Income Redistribution – A Brilliant Plan

Robert B. Reich, the author of Supercapitalism, teaches at Berkeley. Suffice it to say, therefore, that he is a left-wing loon. In an Economist interview (on podcast), however, he made a lot of sense.

In the context of a discussion about Mike Huckabee’s extremely regressive ‘fair tax’, Reich was speaking of income inequality (as always). What was striking about this discussion, however, was that [Reich] all but acknowledged the progressiveness of a lower tax rate (in contradistinction to the absence of an income tax) in that, with a lower tax rate, higher income earners pay more taxes both in relative and absolute terms. That is to say, rich people pay more as a percentage of the total tax bill as well as more absolutely. Heck, even Pelosi’s on the Kennedy/Reagan low tax train.

Now, the point Reich made was that, in order to combat income inequality and make the tax code more progressive, what needs to be done first is the following: since low and middle income folks pay little tax beside those payroll withholdings (e.g., Social Security, Medicare, etc.), taxes on [e.g., Social Security] withholdings should not start at zero. The withholdings should not begin, e.g., until someone makes $15K and the limit on what’s taxed should be raised accordingly (to offset the difference).*

This would be a huge redistribution of income and while it will hurt the upper middle class most, it won’t be much of a dent on the super-rich, since the lower tax rate more than offsets the difference they’ll pay.

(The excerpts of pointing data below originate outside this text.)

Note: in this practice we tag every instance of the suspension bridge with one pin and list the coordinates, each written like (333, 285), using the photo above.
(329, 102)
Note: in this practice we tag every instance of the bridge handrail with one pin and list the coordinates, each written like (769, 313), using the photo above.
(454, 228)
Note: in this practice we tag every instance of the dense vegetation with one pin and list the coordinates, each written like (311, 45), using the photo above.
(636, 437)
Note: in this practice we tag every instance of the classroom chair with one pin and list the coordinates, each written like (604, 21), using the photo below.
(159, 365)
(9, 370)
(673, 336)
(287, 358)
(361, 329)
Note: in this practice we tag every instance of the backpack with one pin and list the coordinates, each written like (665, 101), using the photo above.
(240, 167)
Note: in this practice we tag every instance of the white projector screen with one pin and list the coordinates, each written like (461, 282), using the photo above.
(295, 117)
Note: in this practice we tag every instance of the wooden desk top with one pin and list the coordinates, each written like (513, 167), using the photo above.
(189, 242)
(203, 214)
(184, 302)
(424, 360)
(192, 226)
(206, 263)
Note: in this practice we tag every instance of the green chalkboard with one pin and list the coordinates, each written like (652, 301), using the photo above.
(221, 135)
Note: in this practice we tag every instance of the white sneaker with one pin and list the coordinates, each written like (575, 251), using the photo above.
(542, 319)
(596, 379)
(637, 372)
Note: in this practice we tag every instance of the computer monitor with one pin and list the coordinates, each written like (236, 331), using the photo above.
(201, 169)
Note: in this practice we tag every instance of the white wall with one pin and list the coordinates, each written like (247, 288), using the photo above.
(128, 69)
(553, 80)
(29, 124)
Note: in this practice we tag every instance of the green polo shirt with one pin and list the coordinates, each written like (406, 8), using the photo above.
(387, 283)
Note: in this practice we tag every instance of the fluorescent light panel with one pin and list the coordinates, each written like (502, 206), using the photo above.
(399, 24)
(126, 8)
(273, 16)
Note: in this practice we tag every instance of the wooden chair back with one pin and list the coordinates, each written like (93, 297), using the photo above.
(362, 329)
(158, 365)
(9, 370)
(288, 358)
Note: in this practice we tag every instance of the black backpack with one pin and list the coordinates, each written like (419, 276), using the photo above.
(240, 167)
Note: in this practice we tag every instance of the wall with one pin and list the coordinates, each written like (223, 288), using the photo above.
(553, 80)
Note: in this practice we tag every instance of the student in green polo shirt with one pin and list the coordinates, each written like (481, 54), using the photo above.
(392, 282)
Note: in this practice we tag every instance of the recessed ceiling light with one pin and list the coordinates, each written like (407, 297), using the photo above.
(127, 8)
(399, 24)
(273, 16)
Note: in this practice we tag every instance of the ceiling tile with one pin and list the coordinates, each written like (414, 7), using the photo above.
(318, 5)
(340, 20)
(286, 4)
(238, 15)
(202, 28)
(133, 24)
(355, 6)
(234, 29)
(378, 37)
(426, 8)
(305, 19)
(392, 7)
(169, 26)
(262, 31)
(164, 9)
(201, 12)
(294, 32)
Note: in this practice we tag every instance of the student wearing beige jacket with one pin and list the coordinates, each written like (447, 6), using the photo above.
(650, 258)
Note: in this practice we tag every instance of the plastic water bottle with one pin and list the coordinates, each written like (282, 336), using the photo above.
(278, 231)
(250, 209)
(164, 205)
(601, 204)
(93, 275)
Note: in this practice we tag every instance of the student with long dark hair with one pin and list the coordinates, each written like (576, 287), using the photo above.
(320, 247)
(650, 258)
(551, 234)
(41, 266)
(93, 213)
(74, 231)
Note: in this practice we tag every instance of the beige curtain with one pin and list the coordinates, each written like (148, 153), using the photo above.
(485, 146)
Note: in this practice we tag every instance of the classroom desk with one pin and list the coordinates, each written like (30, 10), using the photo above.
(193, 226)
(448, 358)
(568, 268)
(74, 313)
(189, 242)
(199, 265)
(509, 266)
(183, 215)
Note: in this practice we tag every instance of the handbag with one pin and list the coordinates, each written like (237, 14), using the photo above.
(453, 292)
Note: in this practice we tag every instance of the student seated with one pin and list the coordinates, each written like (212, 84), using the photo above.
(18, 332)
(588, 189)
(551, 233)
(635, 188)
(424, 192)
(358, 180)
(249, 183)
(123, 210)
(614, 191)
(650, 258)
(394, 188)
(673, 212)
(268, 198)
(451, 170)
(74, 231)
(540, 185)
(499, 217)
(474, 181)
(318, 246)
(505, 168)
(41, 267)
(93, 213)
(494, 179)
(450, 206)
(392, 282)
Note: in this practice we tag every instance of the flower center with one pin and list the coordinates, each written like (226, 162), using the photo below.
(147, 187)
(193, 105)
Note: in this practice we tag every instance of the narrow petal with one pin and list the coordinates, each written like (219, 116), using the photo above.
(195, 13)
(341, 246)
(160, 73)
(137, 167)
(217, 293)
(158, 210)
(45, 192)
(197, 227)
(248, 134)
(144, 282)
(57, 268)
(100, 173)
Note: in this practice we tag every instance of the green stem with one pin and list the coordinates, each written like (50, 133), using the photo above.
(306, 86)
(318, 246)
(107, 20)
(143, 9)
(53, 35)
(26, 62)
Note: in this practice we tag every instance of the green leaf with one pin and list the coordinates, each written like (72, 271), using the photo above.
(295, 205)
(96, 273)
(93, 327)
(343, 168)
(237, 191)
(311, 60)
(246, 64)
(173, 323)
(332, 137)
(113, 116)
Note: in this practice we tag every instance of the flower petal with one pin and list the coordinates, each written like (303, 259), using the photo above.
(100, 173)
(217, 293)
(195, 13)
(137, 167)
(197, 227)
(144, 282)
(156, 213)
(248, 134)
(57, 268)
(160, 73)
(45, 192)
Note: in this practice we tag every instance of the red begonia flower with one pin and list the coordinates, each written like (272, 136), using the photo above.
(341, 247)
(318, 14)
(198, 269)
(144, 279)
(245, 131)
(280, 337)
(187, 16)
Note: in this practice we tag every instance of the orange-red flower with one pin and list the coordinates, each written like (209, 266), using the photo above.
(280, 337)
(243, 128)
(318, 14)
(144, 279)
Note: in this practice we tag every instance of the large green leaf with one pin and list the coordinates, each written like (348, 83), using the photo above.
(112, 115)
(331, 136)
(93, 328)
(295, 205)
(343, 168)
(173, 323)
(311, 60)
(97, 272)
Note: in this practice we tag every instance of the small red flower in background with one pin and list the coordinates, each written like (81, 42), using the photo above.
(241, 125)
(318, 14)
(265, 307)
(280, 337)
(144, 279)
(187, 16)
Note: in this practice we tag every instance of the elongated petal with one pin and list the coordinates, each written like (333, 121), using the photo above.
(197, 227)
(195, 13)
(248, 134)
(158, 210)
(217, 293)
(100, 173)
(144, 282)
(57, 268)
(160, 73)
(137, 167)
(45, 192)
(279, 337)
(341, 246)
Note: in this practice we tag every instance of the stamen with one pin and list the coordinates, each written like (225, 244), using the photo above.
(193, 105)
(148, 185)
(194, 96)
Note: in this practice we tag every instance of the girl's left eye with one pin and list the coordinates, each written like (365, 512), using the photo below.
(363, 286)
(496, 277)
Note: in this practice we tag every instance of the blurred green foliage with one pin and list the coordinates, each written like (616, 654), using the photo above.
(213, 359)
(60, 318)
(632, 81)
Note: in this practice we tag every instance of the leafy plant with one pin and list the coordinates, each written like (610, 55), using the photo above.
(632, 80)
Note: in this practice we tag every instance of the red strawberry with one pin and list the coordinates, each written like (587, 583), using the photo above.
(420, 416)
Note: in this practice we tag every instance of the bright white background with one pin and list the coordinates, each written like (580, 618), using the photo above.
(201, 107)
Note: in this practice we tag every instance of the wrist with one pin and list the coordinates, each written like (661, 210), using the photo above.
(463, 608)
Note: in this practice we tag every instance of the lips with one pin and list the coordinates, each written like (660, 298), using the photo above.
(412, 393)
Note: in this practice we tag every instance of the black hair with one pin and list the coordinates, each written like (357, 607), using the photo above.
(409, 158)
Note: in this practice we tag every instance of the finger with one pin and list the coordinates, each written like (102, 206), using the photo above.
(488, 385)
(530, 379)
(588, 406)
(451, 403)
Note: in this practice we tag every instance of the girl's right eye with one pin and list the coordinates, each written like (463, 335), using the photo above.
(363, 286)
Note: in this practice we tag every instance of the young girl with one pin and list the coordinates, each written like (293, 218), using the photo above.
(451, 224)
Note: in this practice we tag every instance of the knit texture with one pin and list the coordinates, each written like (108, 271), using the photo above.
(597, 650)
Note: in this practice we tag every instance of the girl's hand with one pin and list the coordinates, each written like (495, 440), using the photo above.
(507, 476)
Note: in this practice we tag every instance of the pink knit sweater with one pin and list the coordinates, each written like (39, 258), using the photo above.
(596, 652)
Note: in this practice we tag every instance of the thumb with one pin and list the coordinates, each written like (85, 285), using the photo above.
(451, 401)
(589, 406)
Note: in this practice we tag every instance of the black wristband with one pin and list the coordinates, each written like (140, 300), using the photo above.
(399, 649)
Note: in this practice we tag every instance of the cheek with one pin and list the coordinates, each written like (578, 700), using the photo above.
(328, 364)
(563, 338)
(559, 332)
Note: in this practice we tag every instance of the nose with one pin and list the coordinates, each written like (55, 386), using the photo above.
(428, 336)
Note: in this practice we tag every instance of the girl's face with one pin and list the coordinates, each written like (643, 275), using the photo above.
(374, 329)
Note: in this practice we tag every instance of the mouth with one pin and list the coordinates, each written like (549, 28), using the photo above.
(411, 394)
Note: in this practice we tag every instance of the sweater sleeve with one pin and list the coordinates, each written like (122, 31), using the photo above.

Brilliant. Just brilliant. See? This just goes to show, even if you think someone is a nutjob, if they’re smart, it pays to listen (at least once in a while) because you might learn something!

*withholdings. The current tax code is set up to capture individuals’ first $90K or something for Social Security. Any income over and above that ($90K plus one cent to infinity) is not subject to withholding.